Iki Jime is the sleek, sexy and thoroughly modern seafood-centric reincarnation of Bistro Vue. Melbourne’s only dedicated seafood restaurant, the menu embraces the best of Australia’s seafood and utilises native ingredients with a focus on seasonality.
The restaurant is named after a Japanese technique for the humane killing of fish to maintain the quality of its meat. This practice was pioneered in Australia by Mark Eather, a fisherman that supplies Iki Jime’s gloriously fresh seafood.
We decided to leave our dining experience in the capable hands of the kitchen and sommelier by indulging in the tasting menu with matching wines. This was a decision we did not regret. All dishes were elegant, presented with great care and tasted wonderful. The wine pairings were similarly well devised with a predominantly old world focus.
To start we loved the cheekily named "Fish and chips" which featured raw tuna adorned with a light dusting of pickle powder, wrapped around thinly sliced sticks of fried potato and leek.

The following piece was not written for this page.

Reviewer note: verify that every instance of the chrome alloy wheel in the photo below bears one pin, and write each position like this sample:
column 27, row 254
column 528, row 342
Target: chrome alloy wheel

The handpicked spanner crab salad was another stunning appetiser which featured beautiful morsels of creamy crab and which allowed the crab’s subtle sweetness to take centre stage.
Next from the kitchen flowed Moreton Bay bug tarts. Delicate shortcrust pastry shells framed ever so lightly grilled Moreton Bay bugs laid over a creamy bed of butter, miso and kelp dashi.
The dish of paper thin slices of warm octopus was similarly delicious - the octopus had been carefully braised in red wine and winter spices.
We also loved Iki Jime’s take on the "prawn cocktail" – A much more enticing version than its ancestor, the prawns were presented asymmetrically to one side of a dark plate and coated with heady wasabi vinaigrette, tomato and prawn powder, then topped with cured duck egg yolk, lemon rind, finger lime and chives. The result was simply beautiful and a thoroughly modern reinterpretation of the original.
For mains the wood grilled Broadbill Swordfish beggared belief, in large part due to the outstanding quality and freshness of the swordfish steak. This was restraint and elegance at its best, the natural sweetness of the fish was allowed to shine through. The accompanying clam and lemon myrtle sauce, elevated this dish to new heights.
Despite the seafood focus, desserts echo the same principles of precision and attention to detail. Iki Jime’s take on the apple crumble was beautiful, featuring a stunning cooked whole apple served with lemon verbena custard and sour apple sorbet. If you love your soufflés, they’ve got one that is textbook perfect – fluffy, airy and with great height, it swallowed the scoop of luscious hazelnut ice cream dollopped on top by our waiter tableside.
Offering Melbourne a sophisticated dining experience in the way that only the Vue Group knows how, Iki Jime delivers a Modern Australian take on a dedicated seafood restaurant using French and Japanese influences to create something truly memorable.